We’ve been reading Who’s Stealing the 12 Days of Christmas by Martha Freeman. I’ve been a fan of hers for a while, and this is actually the second of her books that we’ve read this year (in October we read Who Stole Halloween?)
So there’s a part in the story where the characters (who are trying to figure out who’s been stealing the birds from their neighborhood’s holiday yard displays) are chatting with old Mr. Stone. He is making cocoa for them, and starts to tell them about how “there are two kinds of people in the world: people who like marshmallows in their hot chocolate and people who like whipped cream.” What else could we do but see which one of those people we were?
I conveniently got some hot chocolate for my birthday (thanks, Archie!), so we were already a step ahead. Then I made sure to bring the rest of the fixins’ with me that morning:
For most of the morning, the cocoa warmed in the big ‘ole Crock Pot as we waited for read-aloud after lunch.
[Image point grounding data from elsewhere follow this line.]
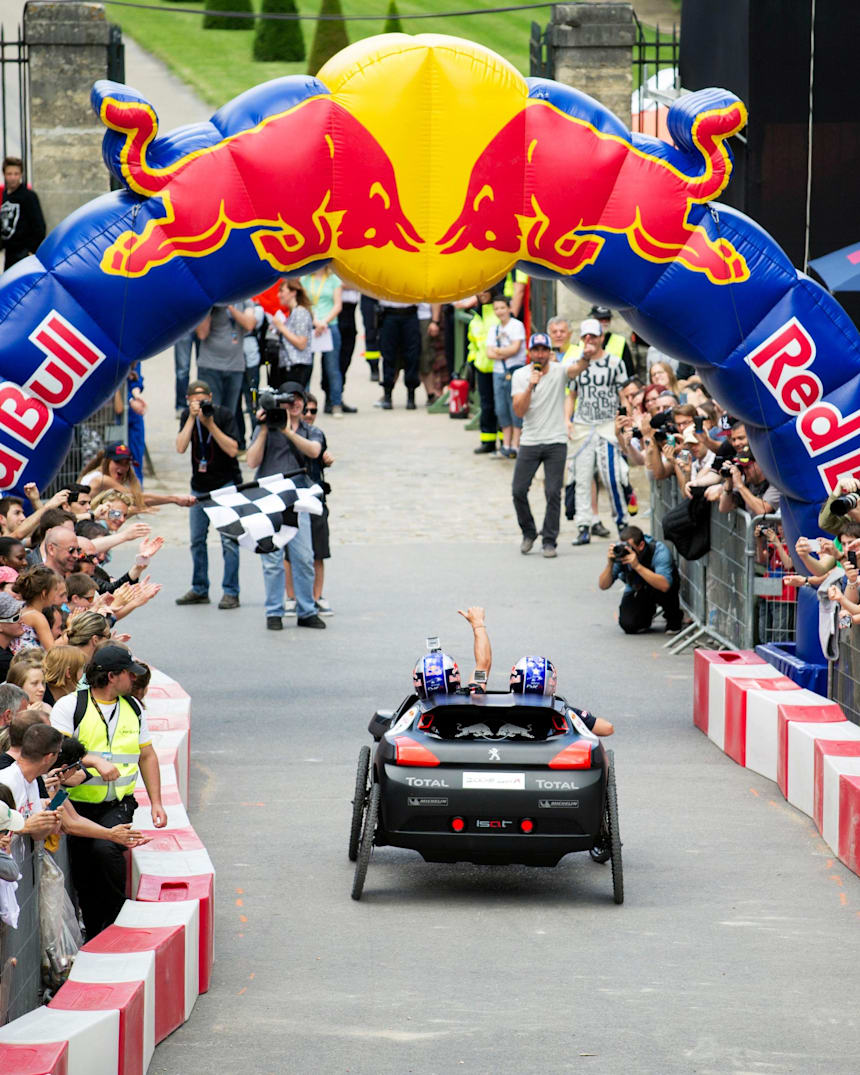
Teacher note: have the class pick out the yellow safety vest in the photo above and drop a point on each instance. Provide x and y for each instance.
(124, 750)
(477, 338)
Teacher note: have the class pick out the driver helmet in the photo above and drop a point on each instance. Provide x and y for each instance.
(435, 673)
(533, 675)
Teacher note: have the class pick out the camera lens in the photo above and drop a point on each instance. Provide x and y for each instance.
(845, 503)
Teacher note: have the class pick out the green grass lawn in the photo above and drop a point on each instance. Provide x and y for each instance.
(218, 63)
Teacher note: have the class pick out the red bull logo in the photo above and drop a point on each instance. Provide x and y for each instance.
(582, 184)
(340, 195)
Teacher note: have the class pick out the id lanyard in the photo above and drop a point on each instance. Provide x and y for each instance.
(109, 755)
(202, 462)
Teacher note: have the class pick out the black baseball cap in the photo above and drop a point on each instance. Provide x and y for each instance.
(118, 450)
(115, 659)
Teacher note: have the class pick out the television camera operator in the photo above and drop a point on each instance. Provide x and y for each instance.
(650, 582)
(283, 443)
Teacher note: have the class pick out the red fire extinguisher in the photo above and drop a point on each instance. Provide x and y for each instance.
(458, 398)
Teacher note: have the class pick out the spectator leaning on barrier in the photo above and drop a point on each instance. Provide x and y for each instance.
(283, 443)
(39, 750)
(110, 722)
(211, 432)
(650, 581)
(13, 700)
(506, 347)
(539, 400)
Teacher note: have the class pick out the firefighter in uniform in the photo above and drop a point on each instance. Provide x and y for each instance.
(478, 327)
(109, 721)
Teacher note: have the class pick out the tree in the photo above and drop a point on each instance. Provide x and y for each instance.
(392, 24)
(224, 22)
(329, 37)
(278, 39)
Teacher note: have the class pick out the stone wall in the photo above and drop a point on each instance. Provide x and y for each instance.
(592, 49)
(68, 46)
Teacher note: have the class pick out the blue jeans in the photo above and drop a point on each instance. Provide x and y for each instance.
(182, 366)
(199, 524)
(226, 386)
(503, 401)
(331, 367)
(301, 558)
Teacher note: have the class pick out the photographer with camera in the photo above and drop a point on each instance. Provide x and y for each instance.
(645, 567)
(744, 485)
(284, 443)
(211, 432)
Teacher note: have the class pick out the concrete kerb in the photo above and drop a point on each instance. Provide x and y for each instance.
(138, 980)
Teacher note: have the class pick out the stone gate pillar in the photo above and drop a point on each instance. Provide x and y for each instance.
(68, 48)
(591, 46)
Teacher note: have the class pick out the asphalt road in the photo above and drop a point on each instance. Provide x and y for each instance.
(734, 950)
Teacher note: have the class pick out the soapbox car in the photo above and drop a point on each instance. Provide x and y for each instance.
(491, 777)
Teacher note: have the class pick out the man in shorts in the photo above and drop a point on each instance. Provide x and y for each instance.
(319, 524)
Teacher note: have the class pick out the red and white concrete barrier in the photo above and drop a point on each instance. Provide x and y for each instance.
(793, 736)
(138, 980)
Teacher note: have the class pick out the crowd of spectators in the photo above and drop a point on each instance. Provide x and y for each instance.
(73, 734)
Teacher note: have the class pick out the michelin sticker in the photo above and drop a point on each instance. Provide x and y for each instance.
(495, 782)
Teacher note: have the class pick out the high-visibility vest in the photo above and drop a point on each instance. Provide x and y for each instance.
(477, 338)
(123, 749)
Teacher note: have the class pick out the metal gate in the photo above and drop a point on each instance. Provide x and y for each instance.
(542, 301)
(14, 99)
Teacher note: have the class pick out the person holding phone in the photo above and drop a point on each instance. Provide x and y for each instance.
(538, 398)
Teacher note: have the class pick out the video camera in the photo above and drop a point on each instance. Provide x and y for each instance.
(845, 503)
(271, 402)
(664, 428)
(742, 460)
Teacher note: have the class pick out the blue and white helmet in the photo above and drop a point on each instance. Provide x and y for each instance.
(533, 675)
(435, 673)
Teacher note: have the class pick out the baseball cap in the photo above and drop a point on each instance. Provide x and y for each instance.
(590, 327)
(10, 819)
(115, 659)
(540, 340)
(10, 607)
(294, 386)
(117, 450)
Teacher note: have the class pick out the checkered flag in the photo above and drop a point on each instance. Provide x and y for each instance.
(262, 515)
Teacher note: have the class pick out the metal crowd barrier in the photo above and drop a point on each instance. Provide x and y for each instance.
(732, 602)
(844, 675)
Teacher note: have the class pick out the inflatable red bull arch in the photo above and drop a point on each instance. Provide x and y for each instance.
(425, 168)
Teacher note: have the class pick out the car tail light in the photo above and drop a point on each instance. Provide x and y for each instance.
(575, 756)
(410, 753)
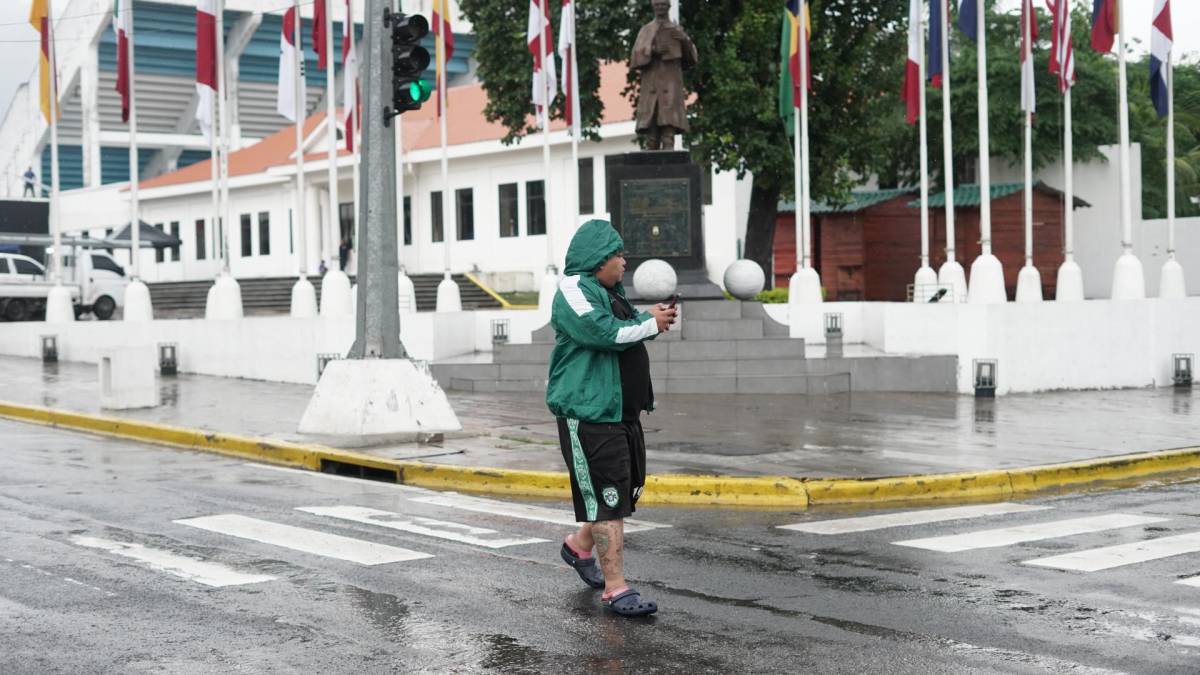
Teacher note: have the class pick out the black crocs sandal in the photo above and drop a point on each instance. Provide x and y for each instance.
(587, 568)
(630, 603)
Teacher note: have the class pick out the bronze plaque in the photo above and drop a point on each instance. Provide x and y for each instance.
(654, 217)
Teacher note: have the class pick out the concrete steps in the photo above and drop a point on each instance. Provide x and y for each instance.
(273, 296)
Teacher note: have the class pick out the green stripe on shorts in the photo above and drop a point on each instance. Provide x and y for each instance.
(582, 475)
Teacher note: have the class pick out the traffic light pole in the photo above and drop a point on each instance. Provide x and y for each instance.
(378, 304)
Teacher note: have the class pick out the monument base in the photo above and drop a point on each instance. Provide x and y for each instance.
(363, 402)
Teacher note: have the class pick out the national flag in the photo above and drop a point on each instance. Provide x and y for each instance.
(567, 53)
(790, 59)
(1105, 24)
(1029, 36)
(286, 102)
(969, 18)
(937, 12)
(40, 18)
(205, 63)
(912, 85)
(123, 25)
(318, 34)
(1161, 41)
(1062, 53)
(442, 27)
(349, 78)
(544, 76)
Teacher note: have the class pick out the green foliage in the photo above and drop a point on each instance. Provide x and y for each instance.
(773, 297)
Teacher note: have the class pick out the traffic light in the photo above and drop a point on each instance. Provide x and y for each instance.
(408, 61)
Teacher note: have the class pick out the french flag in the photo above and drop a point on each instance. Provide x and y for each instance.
(1105, 24)
(1161, 41)
(969, 13)
(912, 84)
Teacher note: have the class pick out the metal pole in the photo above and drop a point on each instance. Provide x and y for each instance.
(300, 202)
(378, 310)
(331, 125)
(135, 219)
(984, 149)
(947, 137)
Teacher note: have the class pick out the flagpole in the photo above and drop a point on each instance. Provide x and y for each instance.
(987, 274)
(1128, 280)
(925, 275)
(951, 273)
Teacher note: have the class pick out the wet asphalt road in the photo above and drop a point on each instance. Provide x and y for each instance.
(738, 593)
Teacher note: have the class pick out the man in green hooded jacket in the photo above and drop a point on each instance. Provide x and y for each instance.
(599, 386)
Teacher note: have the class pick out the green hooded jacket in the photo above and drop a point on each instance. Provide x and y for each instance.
(585, 376)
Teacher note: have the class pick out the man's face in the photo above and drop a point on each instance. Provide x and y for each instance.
(612, 270)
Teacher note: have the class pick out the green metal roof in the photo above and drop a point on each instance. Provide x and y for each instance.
(858, 202)
(969, 195)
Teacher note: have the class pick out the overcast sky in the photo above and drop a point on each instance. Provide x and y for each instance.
(18, 48)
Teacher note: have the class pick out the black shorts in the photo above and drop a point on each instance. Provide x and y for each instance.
(607, 467)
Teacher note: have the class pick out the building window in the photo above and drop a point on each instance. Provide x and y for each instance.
(264, 233)
(201, 249)
(408, 221)
(509, 226)
(247, 232)
(174, 250)
(465, 215)
(535, 207)
(436, 215)
(587, 186)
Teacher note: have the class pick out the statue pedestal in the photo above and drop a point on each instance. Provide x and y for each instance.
(655, 202)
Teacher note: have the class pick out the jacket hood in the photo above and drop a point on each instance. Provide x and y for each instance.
(594, 243)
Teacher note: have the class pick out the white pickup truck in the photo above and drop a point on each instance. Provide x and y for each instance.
(96, 282)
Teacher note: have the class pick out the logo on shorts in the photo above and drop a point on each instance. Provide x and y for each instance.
(611, 496)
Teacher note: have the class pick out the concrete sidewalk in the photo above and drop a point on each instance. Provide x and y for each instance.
(850, 435)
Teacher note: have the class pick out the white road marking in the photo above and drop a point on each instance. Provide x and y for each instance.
(1108, 557)
(300, 539)
(202, 572)
(526, 512)
(426, 526)
(868, 523)
(1009, 536)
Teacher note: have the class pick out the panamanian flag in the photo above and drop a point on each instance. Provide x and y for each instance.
(1161, 41)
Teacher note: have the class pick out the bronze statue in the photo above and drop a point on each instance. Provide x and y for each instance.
(661, 53)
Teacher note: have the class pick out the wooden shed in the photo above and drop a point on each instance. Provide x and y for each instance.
(870, 248)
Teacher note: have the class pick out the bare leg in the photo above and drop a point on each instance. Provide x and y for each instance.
(610, 539)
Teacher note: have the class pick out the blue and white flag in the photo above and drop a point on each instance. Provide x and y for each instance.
(1161, 40)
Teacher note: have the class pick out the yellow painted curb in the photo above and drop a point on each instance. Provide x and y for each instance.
(772, 491)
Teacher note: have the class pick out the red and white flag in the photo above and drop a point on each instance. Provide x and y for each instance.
(123, 25)
(912, 84)
(544, 75)
(286, 102)
(1062, 53)
(349, 78)
(1029, 36)
(567, 52)
(205, 63)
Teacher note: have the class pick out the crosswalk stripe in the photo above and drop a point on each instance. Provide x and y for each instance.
(426, 526)
(1108, 557)
(868, 523)
(1009, 536)
(300, 539)
(202, 572)
(526, 512)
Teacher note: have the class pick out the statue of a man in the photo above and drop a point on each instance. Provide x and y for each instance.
(661, 53)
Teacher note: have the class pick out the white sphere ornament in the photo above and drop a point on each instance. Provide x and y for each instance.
(655, 280)
(744, 280)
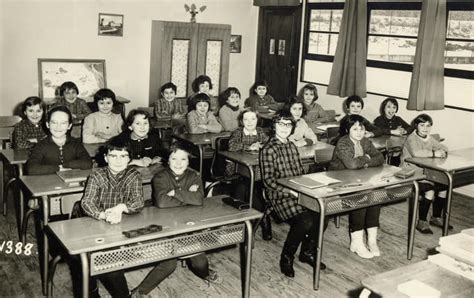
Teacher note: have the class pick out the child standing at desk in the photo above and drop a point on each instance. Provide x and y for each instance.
(230, 108)
(200, 119)
(29, 131)
(315, 113)
(110, 192)
(355, 151)
(279, 158)
(259, 98)
(177, 186)
(145, 144)
(104, 124)
(421, 144)
(389, 122)
(302, 135)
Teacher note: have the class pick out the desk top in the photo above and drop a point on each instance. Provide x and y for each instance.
(201, 139)
(79, 235)
(15, 157)
(44, 185)
(456, 160)
(362, 179)
(9, 121)
(252, 159)
(448, 283)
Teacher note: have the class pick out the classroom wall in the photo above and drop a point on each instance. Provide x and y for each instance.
(32, 29)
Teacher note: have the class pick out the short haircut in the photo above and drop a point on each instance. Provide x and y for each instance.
(226, 94)
(296, 100)
(199, 97)
(200, 80)
(63, 109)
(168, 85)
(349, 121)
(354, 98)
(102, 94)
(422, 118)
(131, 117)
(240, 118)
(117, 143)
(68, 86)
(259, 83)
(32, 101)
(385, 102)
(310, 87)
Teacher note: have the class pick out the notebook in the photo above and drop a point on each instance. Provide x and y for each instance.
(314, 180)
(72, 176)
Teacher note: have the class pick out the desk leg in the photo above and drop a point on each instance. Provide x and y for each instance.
(411, 236)
(85, 275)
(45, 244)
(447, 211)
(319, 248)
(248, 258)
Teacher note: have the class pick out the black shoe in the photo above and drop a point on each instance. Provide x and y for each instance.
(266, 226)
(311, 260)
(286, 265)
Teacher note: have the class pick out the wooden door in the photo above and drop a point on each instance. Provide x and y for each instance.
(278, 49)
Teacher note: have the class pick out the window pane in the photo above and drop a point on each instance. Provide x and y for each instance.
(325, 20)
(394, 22)
(322, 43)
(459, 55)
(461, 24)
(401, 50)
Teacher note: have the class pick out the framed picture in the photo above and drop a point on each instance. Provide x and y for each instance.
(110, 24)
(235, 43)
(88, 75)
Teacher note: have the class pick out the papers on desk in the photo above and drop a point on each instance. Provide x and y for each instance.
(314, 180)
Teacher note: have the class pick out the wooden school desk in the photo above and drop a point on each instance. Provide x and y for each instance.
(247, 164)
(45, 186)
(357, 189)
(457, 169)
(199, 141)
(186, 230)
(448, 283)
When my kids came back from recess (on a rather chilly day), this is what they saw:
I had already gotten marshmallows ready in half of the class, because I guess I figured that there would be an equal amount people who wanted each kind of topping. Just for the record, I believe our class was 9 Team Marshmallow and 16 Team Whipped Cream. Oh, and then there was me–I can never decide, so I took both. 🙂
Then we sat down to read.
Ok, so I know there are some of you who are yelling at me about how this isn’t really related to read-aloud as a teaching time, which I am always making such a big deal about. But I disagree. No, the lesson today wasn’t about word choice, fluency or inferences, but there was learning happening. We were learning about each other, and we were sharing an experience. We were building our community and having fun while we were doing something we’d normally do anyway. We were loving a story and making a connection with the characters in the book. And in some ways, I think those lessons can be even more important than just the reading parts. We’re enjoying a good book together and enjoying each other, too.